Hemp agronomy research is blazing forward at Farming Smarter
For the CHTA variety trials, we’re doing things a little bit differently – we’ve broken our trials into two separate plots, one looking at fibre agronomy & the other investigating grain agronomy.
The Nitty-Gritty of Grain Agronomy
In our grain trials, we have mainly diecious varieties of hemp; distinctly male & female plants. Right now the plants are pollinating – bees are buzzing between the plants, helping spread the male pollen to the budding female plants. Soon, we’ll see hemp begin to blossom. Once de-hulled these hearts are delicious! Hemp hearts are the grain of the crop.
There are plenty of hemp varieties in our plot; we have different heights, leafing, and biomass characteristics between the plants. In these plots, we have dual-purpose plants that produce grain and fibre. The fibre can be used for straw, feed, or bedding.
While they do have cannabinoid profiles in the fibre, main purpose of this study is to get the most grain, fibre or both out of each plant.
Our Findings on Fibre Agronomy
The varieties in our fibre plots are much taller – pushing 8ft right now, with the possibility to reach 10 – 12ft, depending on the variety.

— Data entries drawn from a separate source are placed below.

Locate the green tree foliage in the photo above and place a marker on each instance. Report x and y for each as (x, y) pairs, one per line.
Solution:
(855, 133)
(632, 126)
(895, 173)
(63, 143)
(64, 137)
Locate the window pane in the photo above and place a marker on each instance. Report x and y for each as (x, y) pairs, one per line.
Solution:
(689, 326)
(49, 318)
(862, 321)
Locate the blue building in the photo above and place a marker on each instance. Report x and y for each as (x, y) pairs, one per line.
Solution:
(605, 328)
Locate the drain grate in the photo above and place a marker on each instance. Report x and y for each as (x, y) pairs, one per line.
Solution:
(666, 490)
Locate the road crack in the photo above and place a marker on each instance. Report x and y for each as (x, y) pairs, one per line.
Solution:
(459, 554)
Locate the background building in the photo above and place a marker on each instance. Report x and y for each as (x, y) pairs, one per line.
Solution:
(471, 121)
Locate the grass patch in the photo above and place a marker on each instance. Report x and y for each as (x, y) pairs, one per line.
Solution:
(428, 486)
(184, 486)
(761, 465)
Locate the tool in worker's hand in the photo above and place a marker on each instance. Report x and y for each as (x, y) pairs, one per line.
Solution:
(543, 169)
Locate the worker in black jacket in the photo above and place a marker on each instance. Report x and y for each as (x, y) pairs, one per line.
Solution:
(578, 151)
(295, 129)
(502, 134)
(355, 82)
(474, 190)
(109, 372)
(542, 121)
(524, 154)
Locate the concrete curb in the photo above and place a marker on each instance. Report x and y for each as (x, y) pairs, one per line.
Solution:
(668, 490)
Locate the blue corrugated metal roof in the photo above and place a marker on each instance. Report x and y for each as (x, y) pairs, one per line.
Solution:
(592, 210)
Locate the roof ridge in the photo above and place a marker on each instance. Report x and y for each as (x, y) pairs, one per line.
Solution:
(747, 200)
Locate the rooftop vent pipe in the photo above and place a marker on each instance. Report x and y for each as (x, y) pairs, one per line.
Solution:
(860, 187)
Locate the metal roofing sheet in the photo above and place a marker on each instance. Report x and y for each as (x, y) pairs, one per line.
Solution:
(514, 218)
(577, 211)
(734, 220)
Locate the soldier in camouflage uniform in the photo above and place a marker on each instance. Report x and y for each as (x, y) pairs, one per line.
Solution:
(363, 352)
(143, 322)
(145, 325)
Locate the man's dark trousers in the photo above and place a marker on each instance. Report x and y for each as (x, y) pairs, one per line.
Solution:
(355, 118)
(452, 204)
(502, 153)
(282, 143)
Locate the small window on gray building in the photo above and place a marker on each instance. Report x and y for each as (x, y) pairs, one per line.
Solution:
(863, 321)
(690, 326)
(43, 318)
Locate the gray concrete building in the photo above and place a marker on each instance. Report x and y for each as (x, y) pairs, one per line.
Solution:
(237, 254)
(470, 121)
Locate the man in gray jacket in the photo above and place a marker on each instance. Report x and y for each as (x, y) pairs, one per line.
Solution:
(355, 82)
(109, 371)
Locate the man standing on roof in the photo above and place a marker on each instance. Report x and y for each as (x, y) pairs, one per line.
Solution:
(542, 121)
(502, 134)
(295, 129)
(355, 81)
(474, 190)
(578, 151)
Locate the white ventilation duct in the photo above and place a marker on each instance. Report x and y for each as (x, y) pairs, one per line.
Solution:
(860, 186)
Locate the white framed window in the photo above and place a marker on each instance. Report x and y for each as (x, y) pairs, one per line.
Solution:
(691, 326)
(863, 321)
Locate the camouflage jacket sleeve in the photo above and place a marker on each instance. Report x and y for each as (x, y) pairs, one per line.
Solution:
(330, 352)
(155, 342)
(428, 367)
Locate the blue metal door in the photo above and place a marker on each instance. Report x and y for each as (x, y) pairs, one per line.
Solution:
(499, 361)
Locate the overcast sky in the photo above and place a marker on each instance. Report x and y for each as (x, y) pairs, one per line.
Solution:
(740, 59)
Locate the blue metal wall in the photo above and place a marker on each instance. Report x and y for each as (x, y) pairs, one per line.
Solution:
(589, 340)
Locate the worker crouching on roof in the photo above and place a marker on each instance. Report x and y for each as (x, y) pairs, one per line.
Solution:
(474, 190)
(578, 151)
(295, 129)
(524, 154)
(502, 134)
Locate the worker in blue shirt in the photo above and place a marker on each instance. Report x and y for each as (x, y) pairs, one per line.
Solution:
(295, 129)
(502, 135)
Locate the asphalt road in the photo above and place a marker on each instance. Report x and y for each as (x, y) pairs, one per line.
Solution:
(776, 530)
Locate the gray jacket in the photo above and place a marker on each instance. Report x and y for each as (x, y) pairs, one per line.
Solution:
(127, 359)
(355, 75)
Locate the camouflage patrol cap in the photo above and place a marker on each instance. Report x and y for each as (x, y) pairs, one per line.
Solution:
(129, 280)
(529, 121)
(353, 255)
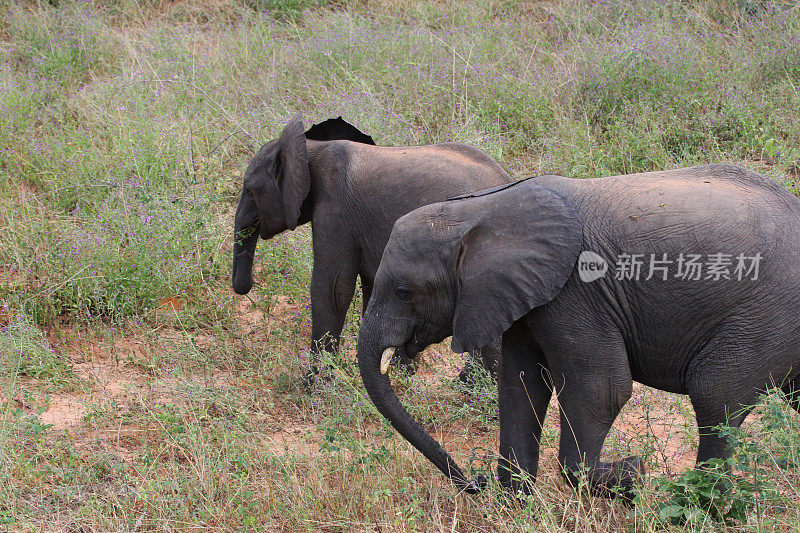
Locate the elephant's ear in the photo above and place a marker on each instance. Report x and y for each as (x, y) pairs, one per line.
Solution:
(335, 129)
(517, 257)
(294, 176)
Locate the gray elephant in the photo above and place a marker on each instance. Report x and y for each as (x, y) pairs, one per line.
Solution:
(352, 191)
(684, 280)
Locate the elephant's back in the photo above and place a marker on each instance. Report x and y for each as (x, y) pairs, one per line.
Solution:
(713, 206)
(386, 183)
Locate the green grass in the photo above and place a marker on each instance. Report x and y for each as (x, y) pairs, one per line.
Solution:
(125, 128)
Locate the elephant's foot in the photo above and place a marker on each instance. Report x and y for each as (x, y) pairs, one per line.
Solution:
(609, 480)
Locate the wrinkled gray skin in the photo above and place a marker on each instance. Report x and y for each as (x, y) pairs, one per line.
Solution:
(352, 192)
(504, 262)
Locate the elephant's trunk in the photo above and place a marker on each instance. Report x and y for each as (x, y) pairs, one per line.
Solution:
(372, 363)
(244, 246)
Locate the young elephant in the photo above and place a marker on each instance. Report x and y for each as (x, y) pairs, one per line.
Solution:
(705, 301)
(353, 192)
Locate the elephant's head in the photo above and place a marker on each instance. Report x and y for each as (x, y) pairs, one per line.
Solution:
(276, 184)
(468, 267)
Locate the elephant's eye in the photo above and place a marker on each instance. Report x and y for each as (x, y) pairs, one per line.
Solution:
(403, 293)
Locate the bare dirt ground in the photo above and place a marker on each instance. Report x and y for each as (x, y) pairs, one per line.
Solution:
(111, 376)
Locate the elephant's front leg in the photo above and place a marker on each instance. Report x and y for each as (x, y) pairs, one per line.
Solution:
(333, 282)
(590, 398)
(524, 393)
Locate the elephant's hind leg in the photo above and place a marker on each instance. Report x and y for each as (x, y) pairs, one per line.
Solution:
(721, 393)
(524, 394)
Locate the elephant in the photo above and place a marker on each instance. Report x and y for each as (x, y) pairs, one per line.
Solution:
(549, 264)
(352, 192)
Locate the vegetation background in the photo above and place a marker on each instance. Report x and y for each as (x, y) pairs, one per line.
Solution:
(138, 393)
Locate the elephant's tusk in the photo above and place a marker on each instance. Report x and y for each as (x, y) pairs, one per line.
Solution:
(386, 358)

The purpose of these trials is to cultivate fibre, so the taller the plant the more fibre to harvest. We’re after the thick, dense fibre rather than the seeds of the plant.
Hemp plants have two main kinds of fibre: the Bast & the Hurd.
Manufacturers use the Bast, the stringy outer fibre, in products like paper, clothing, and string. Its durability and strength are what suits it to products that need to be stronger.
However, there is a negative to how strong it is.
Even while it’s green, its durability is a marvel – but as it grows and dries up it becomes even stronger! This makes it difficult for farmers to harvest due to how tough it becomes.
To circumvent this, farmers will harvest it while it’s still green – reinforcing the need to grow hemp crops as tall as possible before its prime.
“There’s an old joke, ‘when you go out to harvest hemp you need a combine and a water truck; just to make sure you don’t catch anything on fire while you’re out there,'” says Mike Gretzinger, Farming Smarter Research Coordinator.
The inner fibre, or the Hurd, is a woody fibre that breaks much easier than the Bast. Manufacturers use Hurd primarily for making building materials such as hempcrete, mulch, and even vehicle panelling. While not as robust as Bast, it’s still a sought-after resource.
A lot of the plants in our fibre trials are monoecious, meaning they are hermaphroditic and self-pollinate. The leaf structure varies wildly amongst these hemp varieties.
Hemp Agronomy Research
While we aren’t testing for it, other researchers elsewhere study the variety of cannabinoids in the hemp varieties. There is a rising interest in the CBD & CBG terpenes in multiple industries.